Vous me direz peut-être : "Pas besoin de signaler qu'après une répétition vient la suivante, cela tombe sous le sens !" Eh bien, dans notre sport rien ne tombe sous le sens, rien n'est d'une logique parfaite, rien ne va de soi. Soulever 200 kg n'est pas la chose la plus normale du monde. Avoir un tour de bras de 55 cm, non plus. Le culturisme n'est pas tenu de sauvegarder des traditions ancestrales et moins encore de se complaire dans l'immobilisme. Qui plus est, si vous voulez progresser le plus rapidement possible, je vous conseille d'éviter toute approche conventionnelle de l'entraînement.
Comme vous le savez, l'intensité de l'effort est la clé qui nous permet de développer des muscles fort et volumineux. L'intensité, non pas la durée, est le facteur qui est à la base de la croissance. L'exercice aux poids soumet nos muscles à un stress considérable qui détermine dans notre organisme une réponse d'adaptation. Celui-ci bâtit un physique plus musclé, capable la prochaine fois de faire front au stress des poids sans être complètement épuisé en fin de séance.
Au fur et à mesure que nous nous adaptons au stress en salle, nous devrons aussi augmenter l'intensité de l'exercice, afin de stimuler constamment le processus d'adaptation.
L'organisme se protège efficacement de toute atteinte portée contre ses structures (poids), se réapprovisionne des ressources énergétiques qui lui permettront de tolérer l'effort, bref, il construit une sorte de ligne défensive pour parer à toute éventualité.
Toutefois, si cette barrière s'avère à elle seule capable de faire face au stress, l'adaptation et la croissance s'arrêtent.
Autrement dit, quand le corps manipule des poids sans une tension excessive, il n'est plus obligé de s'occuper de ses positions de défense et cesse de s'adapter.
L'adaptation est une loi universelle que la nature applique constamment et qui comprend trois phases : la première c'est le stimuli, c'est-à-dire, le signal d'alarme. Le deuxième, la résistance ou adaptation et la troisième, l'épuisement.
Par exemple : quand nous nous exposons aux rayons solaires, ceux-ci produisent une certaine rougeur dans l'épiderme, qui s'enflamme. Voilà le signal d'alarme, le stimuli qui fait réagir l'organisme. Ce dernier a recours à tous les mécanismes nécessaires pour se protéger de ce qu'il interprète comme une agression. Résultat : le bronzage, qui préserve la peau du soleil.
Or, si le bain de soleil a été trop long, empêchant ainsi l'organisme de réagir pour se protéger, il se produira une insolation, un coup de soleil, des brûlures cutanées. Voilà donc la troisième phase, celle de l'épuisement.

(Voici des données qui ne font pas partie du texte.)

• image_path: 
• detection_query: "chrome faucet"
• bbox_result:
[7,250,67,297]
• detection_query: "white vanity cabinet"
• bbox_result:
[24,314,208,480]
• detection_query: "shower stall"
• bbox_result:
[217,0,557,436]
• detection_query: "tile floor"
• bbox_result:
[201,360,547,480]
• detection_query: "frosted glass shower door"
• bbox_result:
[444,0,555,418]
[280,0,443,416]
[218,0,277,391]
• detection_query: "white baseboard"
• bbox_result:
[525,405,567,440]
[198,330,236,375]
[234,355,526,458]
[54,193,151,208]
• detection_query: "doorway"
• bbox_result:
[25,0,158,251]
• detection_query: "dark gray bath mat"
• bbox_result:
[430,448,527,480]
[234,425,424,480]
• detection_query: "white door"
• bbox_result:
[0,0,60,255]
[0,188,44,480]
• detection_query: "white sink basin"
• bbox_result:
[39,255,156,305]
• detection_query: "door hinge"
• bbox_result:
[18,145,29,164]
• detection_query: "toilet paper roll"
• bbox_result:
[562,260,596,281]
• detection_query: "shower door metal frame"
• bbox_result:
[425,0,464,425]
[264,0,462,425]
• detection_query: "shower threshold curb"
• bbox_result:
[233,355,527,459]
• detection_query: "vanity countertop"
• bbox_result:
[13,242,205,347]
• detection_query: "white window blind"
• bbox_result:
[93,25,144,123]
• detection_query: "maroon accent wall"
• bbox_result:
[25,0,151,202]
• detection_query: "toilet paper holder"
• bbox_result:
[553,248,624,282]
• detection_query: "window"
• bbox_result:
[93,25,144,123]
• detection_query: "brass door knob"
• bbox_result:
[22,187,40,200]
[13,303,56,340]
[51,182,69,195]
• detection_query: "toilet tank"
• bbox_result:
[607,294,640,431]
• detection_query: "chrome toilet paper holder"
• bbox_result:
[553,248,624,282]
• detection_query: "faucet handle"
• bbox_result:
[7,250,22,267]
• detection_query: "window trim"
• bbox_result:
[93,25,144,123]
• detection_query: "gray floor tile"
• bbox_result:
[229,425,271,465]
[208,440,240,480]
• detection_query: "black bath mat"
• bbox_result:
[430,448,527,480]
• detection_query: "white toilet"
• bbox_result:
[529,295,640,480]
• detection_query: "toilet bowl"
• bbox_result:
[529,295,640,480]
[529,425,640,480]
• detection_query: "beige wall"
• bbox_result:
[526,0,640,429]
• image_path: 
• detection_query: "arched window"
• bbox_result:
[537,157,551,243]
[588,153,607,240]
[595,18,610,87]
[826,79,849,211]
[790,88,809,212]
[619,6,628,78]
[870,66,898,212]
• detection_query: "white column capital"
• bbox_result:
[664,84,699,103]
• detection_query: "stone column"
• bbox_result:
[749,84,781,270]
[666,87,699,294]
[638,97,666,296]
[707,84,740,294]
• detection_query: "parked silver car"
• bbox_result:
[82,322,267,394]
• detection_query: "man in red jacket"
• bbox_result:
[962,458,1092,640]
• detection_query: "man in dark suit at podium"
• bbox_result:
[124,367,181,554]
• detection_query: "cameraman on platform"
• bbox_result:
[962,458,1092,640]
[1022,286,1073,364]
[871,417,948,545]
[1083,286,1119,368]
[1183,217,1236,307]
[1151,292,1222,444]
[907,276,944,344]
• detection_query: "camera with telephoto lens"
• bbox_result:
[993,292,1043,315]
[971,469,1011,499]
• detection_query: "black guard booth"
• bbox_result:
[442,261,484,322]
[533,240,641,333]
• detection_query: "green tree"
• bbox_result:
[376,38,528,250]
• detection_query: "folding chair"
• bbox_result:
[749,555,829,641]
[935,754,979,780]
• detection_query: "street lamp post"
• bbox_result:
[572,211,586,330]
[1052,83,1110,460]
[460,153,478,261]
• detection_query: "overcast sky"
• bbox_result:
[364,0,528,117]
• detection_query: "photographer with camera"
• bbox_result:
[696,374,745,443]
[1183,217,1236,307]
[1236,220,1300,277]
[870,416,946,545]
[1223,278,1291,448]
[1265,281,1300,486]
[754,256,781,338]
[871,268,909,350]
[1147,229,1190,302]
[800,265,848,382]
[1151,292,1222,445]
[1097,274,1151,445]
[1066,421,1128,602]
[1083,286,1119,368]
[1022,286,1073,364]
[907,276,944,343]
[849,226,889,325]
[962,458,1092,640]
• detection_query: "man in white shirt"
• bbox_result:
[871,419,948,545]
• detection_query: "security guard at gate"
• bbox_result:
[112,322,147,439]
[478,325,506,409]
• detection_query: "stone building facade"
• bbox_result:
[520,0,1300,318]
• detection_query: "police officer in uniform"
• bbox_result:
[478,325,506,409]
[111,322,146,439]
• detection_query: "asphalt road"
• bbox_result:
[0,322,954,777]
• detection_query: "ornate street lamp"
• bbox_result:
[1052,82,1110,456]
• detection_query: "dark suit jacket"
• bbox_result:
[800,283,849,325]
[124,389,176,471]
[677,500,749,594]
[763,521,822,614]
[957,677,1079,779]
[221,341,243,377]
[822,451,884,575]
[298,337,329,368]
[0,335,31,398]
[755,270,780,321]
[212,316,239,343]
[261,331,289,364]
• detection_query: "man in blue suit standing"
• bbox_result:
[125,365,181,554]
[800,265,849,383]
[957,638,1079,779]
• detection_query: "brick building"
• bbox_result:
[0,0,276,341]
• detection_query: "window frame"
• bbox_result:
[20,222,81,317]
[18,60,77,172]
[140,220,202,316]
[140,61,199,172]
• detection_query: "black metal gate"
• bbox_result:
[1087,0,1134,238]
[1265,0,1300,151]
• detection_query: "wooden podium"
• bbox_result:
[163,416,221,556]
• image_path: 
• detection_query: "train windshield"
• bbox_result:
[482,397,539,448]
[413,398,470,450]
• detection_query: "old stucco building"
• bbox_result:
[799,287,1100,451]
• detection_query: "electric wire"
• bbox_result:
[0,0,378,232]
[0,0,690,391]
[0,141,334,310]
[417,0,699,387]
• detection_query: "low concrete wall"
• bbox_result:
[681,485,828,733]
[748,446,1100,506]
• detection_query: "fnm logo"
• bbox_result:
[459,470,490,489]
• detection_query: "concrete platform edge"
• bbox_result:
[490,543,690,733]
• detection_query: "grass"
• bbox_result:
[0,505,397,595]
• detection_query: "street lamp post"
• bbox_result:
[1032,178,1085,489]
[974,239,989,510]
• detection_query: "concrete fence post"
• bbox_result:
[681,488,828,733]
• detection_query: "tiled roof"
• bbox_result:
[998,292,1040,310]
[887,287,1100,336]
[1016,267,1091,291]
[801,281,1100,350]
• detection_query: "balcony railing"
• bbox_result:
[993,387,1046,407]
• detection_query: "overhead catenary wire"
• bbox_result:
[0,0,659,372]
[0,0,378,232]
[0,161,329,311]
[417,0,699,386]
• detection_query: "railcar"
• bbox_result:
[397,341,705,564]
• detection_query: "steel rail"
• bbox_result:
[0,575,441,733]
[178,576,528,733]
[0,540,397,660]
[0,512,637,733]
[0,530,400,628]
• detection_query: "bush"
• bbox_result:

Encore un exemple : si vous soumettez les paumes de vos mains ou les plantes des pieds à un frottement régulier contre une surface rugueuse, votre organisme réagira au signal d'alarme en formant des callosités. Mais si la friction est excessive, vous érodez la peau au point de la faire disparaître.
Comparons maintenant ces exemples à une séance de musculation. La manipulation des poids constitue la phase d'alarme, les stimuli auxquels notre corps réagit en construisant des muscles capables de faire front à l'attaque. Mais si l'entraînement est excessif, s'il empêche l'organisme de s'adapter, ce dernier subira une perte de force et de masse musculaire.
Si d'autre part, les stimuli de la première phase ne sont pas suffisamment intensifs, la réponse d'adaptation n'aura pas lieu non plus.
Un bain de soleil trop court ne stimulera pas le bronzage et s'il est trop prolongé, il provoquera de graves brûlures. Un léger frôlement ne suffira pas à produire des callosités, mais une friction violante érodera la peau.
Si vous ne progressez pas ces derniers temps, c'est peut-être que :
L'intensité de votre entraînement ne suffit pas à générer une réponse d'adaptation.
Vos séances d'entraînement sont plutôt longues et sans le repos nécessaire qui vous permettrait de récupérer.
Vous réalisez des entrainements à faible intensité, mais très longues durée.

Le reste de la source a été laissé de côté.